Manisalı kadın girişimci Süreyya Çalışır, yurt içinde ve yurt dışındaki kurumsal firmalarda satın alma konusunda geliştirdiği kariyerini bırakarak babasının kapanmak üzere olan besi çiftliğinin başına geçti ve hayvancılık yapmaya başladı.
Ailesi Manisa’da hayvancılıkla uğraşan Çalışır, Marmara Üniversitesi İngilizce İktisat Bölümünden mezun olduktan sonra uluslararası ticaret alanında yüksek lisans yaptı. Önde gelen şirketlerin Bursa, İstanbul ve Lüksemburg ofislerinde satın alma uzmanı olarak görev alan Çalışır, babası yaşlanıp çiftlikle ilgilenemeyecek duruma gelince plazadaki kariyerini bırakarak geçen yıl ailesinin besi çiftliğinin başına geçti.

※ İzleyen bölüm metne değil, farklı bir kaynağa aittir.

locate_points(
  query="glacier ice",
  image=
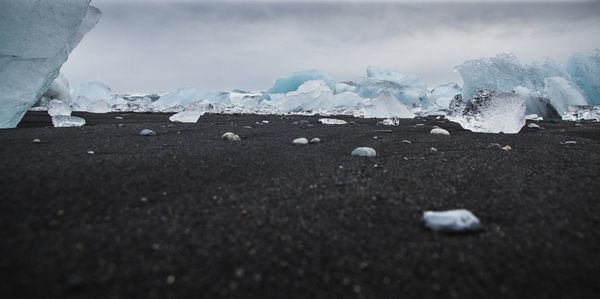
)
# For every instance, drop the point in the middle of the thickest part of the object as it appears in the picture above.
(407, 89)
(292, 82)
(562, 94)
(58, 107)
(489, 112)
(584, 69)
(35, 44)
(384, 106)
(451, 221)
(186, 96)
(587, 112)
(63, 121)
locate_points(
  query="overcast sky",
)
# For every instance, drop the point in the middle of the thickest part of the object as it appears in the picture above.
(150, 46)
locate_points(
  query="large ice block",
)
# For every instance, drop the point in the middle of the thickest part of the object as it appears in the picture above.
(584, 69)
(37, 37)
(489, 112)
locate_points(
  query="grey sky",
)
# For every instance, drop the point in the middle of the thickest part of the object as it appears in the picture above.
(159, 46)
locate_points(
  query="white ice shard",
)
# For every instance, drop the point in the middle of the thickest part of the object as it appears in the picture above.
(59, 89)
(37, 37)
(93, 91)
(584, 69)
(451, 221)
(407, 89)
(58, 107)
(562, 94)
(294, 81)
(62, 121)
(576, 113)
(385, 106)
(186, 96)
(99, 106)
(489, 112)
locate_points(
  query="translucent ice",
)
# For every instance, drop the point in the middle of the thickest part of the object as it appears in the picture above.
(576, 113)
(58, 107)
(451, 221)
(35, 44)
(186, 96)
(61, 121)
(293, 82)
(93, 91)
(584, 69)
(562, 94)
(385, 106)
(489, 112)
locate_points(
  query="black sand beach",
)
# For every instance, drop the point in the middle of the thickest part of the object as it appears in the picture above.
(185, 214)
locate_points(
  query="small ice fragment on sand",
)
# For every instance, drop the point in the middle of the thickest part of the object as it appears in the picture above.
(62, 121)
(451, 221)
(332, 121)
(364, 152)
(146, 132)
(439, 131)
(300, 141)
(229, 136)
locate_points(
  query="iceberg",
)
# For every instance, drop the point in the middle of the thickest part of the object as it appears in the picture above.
(186, 96)
(293, 82)
(37, 37)
(385, 106)
(489, 112)
(407, 89)
(562, 94)
(587, 112)
(584, 69)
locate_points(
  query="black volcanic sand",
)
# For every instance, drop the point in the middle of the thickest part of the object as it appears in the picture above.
(185, 214)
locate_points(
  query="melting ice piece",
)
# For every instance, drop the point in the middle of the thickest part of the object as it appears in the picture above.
(562, 94)
(489, 112)
(364, 152)
(332, 121)
(451, 221)
(58, 107)
(575, 113)
(386, 106)
(98, 106)
(186, 96)
(37, 37)
(62, 121)
(93, 91)
(584, 69)
(293, 82)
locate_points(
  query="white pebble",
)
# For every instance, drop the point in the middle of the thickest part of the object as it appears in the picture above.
(146, 132)
(229, 136)
(364, 152)
(439, 131)
(451, 221)
(300, 141)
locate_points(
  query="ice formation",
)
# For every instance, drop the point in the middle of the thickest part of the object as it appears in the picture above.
(489, 112)
(62, 121)
(584, 68)
(576, 113)
(451, 221)
(35, 44)
(293, 82)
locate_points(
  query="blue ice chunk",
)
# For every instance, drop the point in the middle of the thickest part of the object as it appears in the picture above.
(186, 96)
(295, 80)
(584, 69)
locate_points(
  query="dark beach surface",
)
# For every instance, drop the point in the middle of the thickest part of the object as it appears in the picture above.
(185, 214)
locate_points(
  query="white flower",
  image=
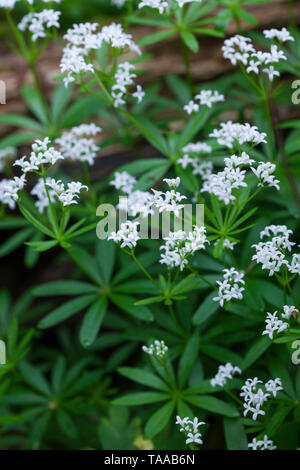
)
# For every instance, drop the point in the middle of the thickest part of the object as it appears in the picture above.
(83, 38)
(173, 182)
(191, 107)
(224, 373)
(76, 146)
(168, 201)
(274, 325)
(289, 311)
(118, 3)
(161, 5)
(230, 287)
(294, 266)
(274, 386)
(9, 190)
(197, 147)
(255, 397)
(281, 34)
(264, 173)
(127, 235)
(123, 181)
(179, 246)
(204, 98)
(271, 72)
(253, 66)
(271, 253)
(139, 94)
(41, 154)
(56, 190)
(190, 429)
(232, 177)
(137, 203)
(265, 444)
(235, 134)
(6, 155)
(157, 349)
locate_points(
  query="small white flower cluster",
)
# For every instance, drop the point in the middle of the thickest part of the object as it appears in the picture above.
(9, 190)
(281, 35)
(233, 135)
(157, 349)
(123, 181)
(11, 3)
(118, 3)
(163, 6)
(255, 395)
(204, 98)
(190, 429)
(239, 49)
(37, 23)
(42, 154)
(224, 373)
(180, 245)
(228, 244)
(124, 78)
(127, 235)
(66, 196)
(231, 287)
(169, 201)
(275, 325)
(76, 146)
(137, 203)
(232, 177)
(264, 173)
(272, 253)
(196, 148)
(224, 182)
(6, 155)
(264, 444)
(82, 39)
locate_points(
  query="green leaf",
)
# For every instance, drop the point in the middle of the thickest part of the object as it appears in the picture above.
(66, 423)
(59, 101)
(150, 300)
(190, 40)
(143, 377)
(35, 103)
(92, 322)
(36, 222)
(258, 348)
(42, 246)
(20, 121)
(142, 398)
(106, 251)
(213, 405)
(33, 376)
(64, 288)
(206, 309)
(187, 359)
(156, 37)
(87, 263)
(15, 241)
(66, 311)
(18, 138)
(235, 435)
(126, 303)
(159, 420)
(247, 16)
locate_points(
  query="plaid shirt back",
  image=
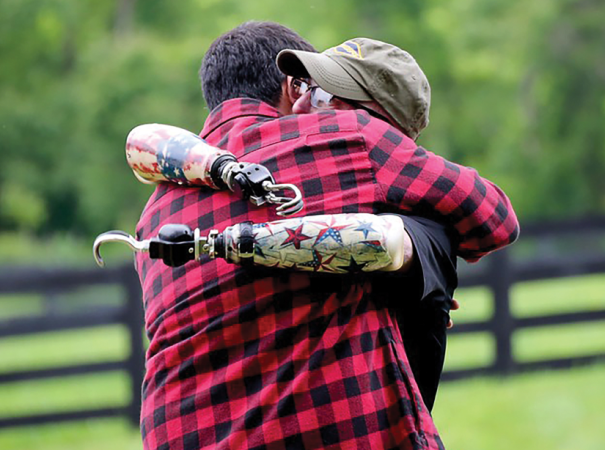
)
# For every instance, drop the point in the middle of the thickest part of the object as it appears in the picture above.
(259, 359)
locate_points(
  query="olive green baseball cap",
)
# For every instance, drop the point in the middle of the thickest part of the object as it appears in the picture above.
(363, 69)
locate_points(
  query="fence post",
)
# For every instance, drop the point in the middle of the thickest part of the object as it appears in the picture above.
(136, 360)
(500, 277)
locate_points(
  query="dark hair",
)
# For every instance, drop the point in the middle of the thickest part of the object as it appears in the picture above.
(241, 63)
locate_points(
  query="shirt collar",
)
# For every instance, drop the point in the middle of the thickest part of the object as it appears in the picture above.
(235, 108)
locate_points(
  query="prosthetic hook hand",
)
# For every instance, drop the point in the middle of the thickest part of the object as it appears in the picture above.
(337, 243)
(159, 153)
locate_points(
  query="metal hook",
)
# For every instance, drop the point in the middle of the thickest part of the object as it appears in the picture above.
(289, 205)
(117, 236)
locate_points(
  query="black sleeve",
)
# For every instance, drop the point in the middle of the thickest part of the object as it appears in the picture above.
(424, 302)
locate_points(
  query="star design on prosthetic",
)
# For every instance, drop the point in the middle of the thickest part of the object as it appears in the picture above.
(365, 228)
(265, 225)
(318, 263)
(353, 266)
(331, 231)
(295, 237)
(376, 245)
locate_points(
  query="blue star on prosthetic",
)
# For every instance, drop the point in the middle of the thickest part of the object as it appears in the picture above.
(263, 225)
(353, 266)
(318, 263)
(376, 245)
(331, 231)
(365, 228)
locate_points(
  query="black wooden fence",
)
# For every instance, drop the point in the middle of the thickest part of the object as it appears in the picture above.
(498, 272)
(53, 282)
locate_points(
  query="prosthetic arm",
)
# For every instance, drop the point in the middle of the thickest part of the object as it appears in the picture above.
(159, 153)
(337, 243)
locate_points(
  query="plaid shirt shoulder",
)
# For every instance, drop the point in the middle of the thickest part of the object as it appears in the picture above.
(255, 359)
(416, 180)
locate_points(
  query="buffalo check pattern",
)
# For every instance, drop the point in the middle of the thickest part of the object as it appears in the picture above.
(250, 358)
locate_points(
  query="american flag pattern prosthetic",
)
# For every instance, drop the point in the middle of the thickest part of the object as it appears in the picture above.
(256, 358)
(310, 243)
(157, 153)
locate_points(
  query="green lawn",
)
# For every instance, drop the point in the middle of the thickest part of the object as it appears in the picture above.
(544, 410)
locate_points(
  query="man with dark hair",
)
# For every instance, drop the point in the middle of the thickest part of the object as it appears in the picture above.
(264, 359)
(237, 64)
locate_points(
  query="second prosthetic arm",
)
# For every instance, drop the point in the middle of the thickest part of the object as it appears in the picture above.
(336, 243)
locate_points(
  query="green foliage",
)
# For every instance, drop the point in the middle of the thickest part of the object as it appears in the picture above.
(518, 92)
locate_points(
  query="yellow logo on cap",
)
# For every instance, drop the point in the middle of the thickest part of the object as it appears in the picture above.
(349, 48)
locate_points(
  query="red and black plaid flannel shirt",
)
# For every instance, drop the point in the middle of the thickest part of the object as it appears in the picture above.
(253, 359)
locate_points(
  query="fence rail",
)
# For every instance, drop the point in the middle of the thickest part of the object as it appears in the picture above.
(128, 314)
(499, 273)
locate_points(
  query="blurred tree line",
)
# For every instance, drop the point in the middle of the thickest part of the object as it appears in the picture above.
(518, 93)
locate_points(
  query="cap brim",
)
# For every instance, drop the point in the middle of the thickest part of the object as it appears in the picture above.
(326, 72)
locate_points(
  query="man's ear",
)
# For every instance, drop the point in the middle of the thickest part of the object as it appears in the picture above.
(286, 100)
(290, 91)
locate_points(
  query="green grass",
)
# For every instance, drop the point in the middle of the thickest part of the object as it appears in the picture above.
(560, 410)
(544, 410)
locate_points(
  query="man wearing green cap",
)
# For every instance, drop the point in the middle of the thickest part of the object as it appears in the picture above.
(362, 73)
(388, 83)
(241, 357)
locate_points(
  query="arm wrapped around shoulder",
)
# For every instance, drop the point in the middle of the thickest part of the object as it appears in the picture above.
(337, 243)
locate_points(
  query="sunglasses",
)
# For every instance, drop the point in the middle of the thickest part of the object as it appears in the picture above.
(320, 98)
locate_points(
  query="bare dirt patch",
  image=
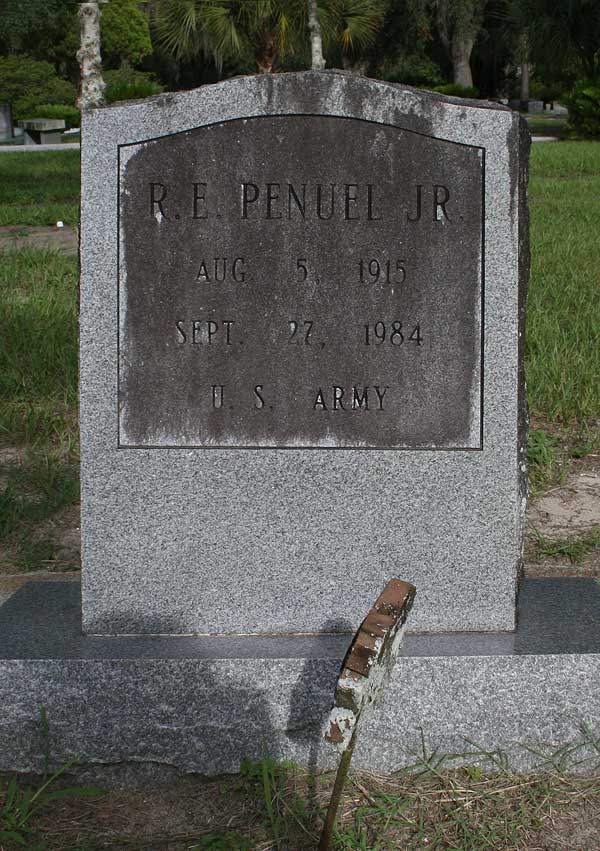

Tarım ve Orman Bakanlığının desteği ve Ziraat Bankasınca çiftçilere sağlanan kredileri kullanarak kapanmak üzere olan çiftliği onaran, Hollanda’dan yeni hayvanlar alıp traktör ve diğer ekipman eksiklerini tamamlayan Çalışır, modern bir tesise dönüştürdüğü çiftlikte 60 büyükbaş hayvanla süt üretimi yapıyor.
Halen bir süt ürünleri firması için üretim yapan kadın girişimci, modern teknikleri uyguladığı tesiste hayvan sayısı ve üretimini artırarak alanında markalaşmayı hedefliyor.
Süreyya Çalışır, AA muhabirine, Manisa’da yaşayan 80 yaşındaki babası Cavit Çalışır’ın yaşlanınca çiftliğiyle eskisi gibi ilgilenemediğini ve bakımsız kaldığı için satmayı düşündüğünü, kendisinin buna karşı çıktığını söyledi.
Kariyeriyle aile mesleği arasında karar vermekte zorlandığını ancak babasının yıllardır emek verdiği işletmenin ayakta tutulmasını daha fazla önemsediğini anlatan Çalışır, şöyle konuştu:
“Böyle bir tahayyülüm yoktu. Bana asıl ilham kaynağı olan şey buranın taşında toprağında babamın emeğinin olması. Bu işletmenin ayakta kalması hedeflediğim bir şey. Çünkü emek kolay verilen bir şey değil. Babamın 80 yıllık ömrünün 50 yılının sonucunda ulaştığı bir noktadayken buranın satılması doğru değildi. O yüzden ben üniversitede okurken, yüksek lisans yaparken, çalışma hayatımdayken çiftliğe dönerim diye bir hayalim yoktu. Çünkü Bursa, İstanbul ve Lüksemburg’dan sonra burası çok da böyle dönülecek bir yer değildi benim için. Tamamen yurt dışına taşınmak, orada vatandaşlık alıp hayatımı sürdürmek gibi bir hedefim vardı. Sonrasında dünya turuna çıkmak, gezmek vardı. Şimdi ise tam tersi, olaylar doğduğu yerden battı, battığı yerden doğmaya başladı.”
İşletmenin başına geçtiğinde hayvancılıkla ilgili pek bilgisinin olmadığını, çok sayıda kaynak okuyarak bilgisini geliştirdiğini, hayvancılık konusundaki yenilikçi yaklaşımları uyguladığını ifade eden Çalışır, hayvanlarının takibini teknolojiyi kullanarak yaptığını belirtti.
Çalışır, satın alma uzmanlığı kariyeriyle besiciliğin ayrı dünyalar olduğunu, yeni hayata alışmaya gayret ettiğini dile getirerek şunları kaydetti:
“8 yıl kurumsal hayat, sabah 8 akşam 5 mesai demek. Hayvancılık ise 7 gün 24 saat… Bir yakınınız ölse dahi cenaze bekletilir ama bu hayvanların sağımı yapılır. Kurumsal hayat kolaylık gibidir ama insanlarla uğraşmak, hedeflerle uğraşmak zordur. Hayvancılık hafta sonu gezmelerimize, mesela tiyatroya gitmenize engel. Ama asıl tiyatro gerçek hayat aslında. Yani hayvanların birbirleriyle hareketlerini izlediğinizde bunu eğer bir tiyatro olarak görebiliyorsanız çok güzel. Plaza hayatı evet geliri olan bir yer ama benim sloganım şu; az insan, çok huzur. Hayvancılık bu konuda gerçekten çok güzel çünkü verdiğiniz her şeyin karşılığını alıyorsunuz.”